Assessing Children’s English – Again

If I asked teachers to ‘agree or disagree’ with the following statements, what would most say?:

‘The purpose of assessment is to allow students to demonstrate what they know’.
‘One function of assessment is to increase student motivation to learn’.
‘Assessment should give students a sense of achievement’.
‘Assessment should encourage creativity’.

My hunch is that most teachers would agree with such sentiments. Translating them into practice, though, remains a challenge and the way students’ English is assessed is very often in stark contrast to such ideas. I reflected on this in an earlier blog called ‘Why do teachers assess English the way they do? A recent test paper again highlights important issues in the assessment of children’s English and I would like to comment further.

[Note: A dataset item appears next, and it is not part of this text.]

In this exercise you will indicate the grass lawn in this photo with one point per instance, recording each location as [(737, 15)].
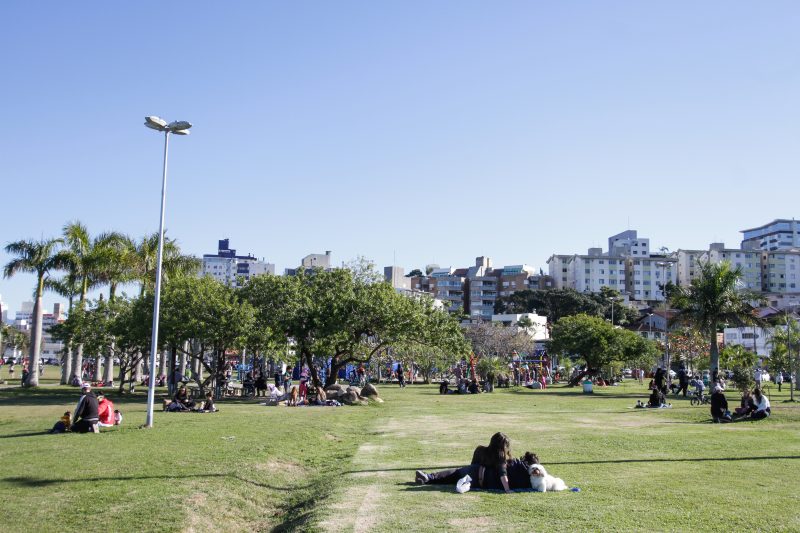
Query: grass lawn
[(256, 468)]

I will take some examples from a recent English test for 13-year olds in Slovenia (though I am sure the issues highlighted apply more widely). Overall, about 90% of the test involved grammar-focused gap-filling work, with some vocabulary and translation exercises. Here is one example:

The question tested students’ knowledge of phrases following the pattern ‘That looks/ sounds ….’. In this case the student provided three reasonable answers, two of which were awarded zero marks because of spelling errors. There is no recognition of the students’ knowledge of the target expressions and the focus on spelling implies that accuracy is all that matters.

The test also contained a gap-filling vocabulary exercise. Here is an extract:

This looks like a free exercise but students were in fact expected to remember words used in their textbook. So, while ‘went to the USA’ makes reasonable sense and might deserve half a mark, ‘emigrated’ was the expected answer. And, once again, spelling errors are heavily penalised, with zero marks awarded for ‘vulcanic eruption’. I am sure that many creative answers to the item about Scotland were possible – but ‘parliament’ (spelled correctly) was I suspect the only one that would have been marked correct.

Some of the translation items (Slovene to English) were also interesting. One was this:

Question: Vojska Edwarda I je v 13 stoletju osvojila Wales.
Translation: The army of Edward I conquered Wales in the 13th century.

The rationale for such content is that it appears in the textbook and students should therefore know it. But there must be more relevant and meaningful language contexts in which to use translation as an assessment tool. In the example I reviewed, the student scored zero marks on three items of this kind. Overall, they received the lowest possible grade and it is unlikely that the experience will have stimulated in any way their interest in learning English.

How teachers assess is often largely a matter of tradition – things are done the way they always have been and new teachers entering the system are quite quickly assimilated (see my earlier blog on assessment in pre-service teacher education). Changing traditions of this kind is only possible with education, informed leadership , collective engagement by teachers and, importantly, greater overall awareness of the impact (positive and negative) that assessment can have on children’s attitudes to learning English.

Much information is available online to support the development of teachers’ assessment literacy. I would once again recommend The British Council’s Teacher Assessment Literacy project, including this video on assessing young learners. This Handbook of Assessment for Language Teachers is also an excellent resource.

If you are involved in supporting the assessment literacy of pre-service or in-service teachers of English, please consider using the above examples (and those I discussed earlier) and relevant online resources to encourage teachers to reflect on their assessment practices and, very importantly, the impact these have on students’ attitudes to English.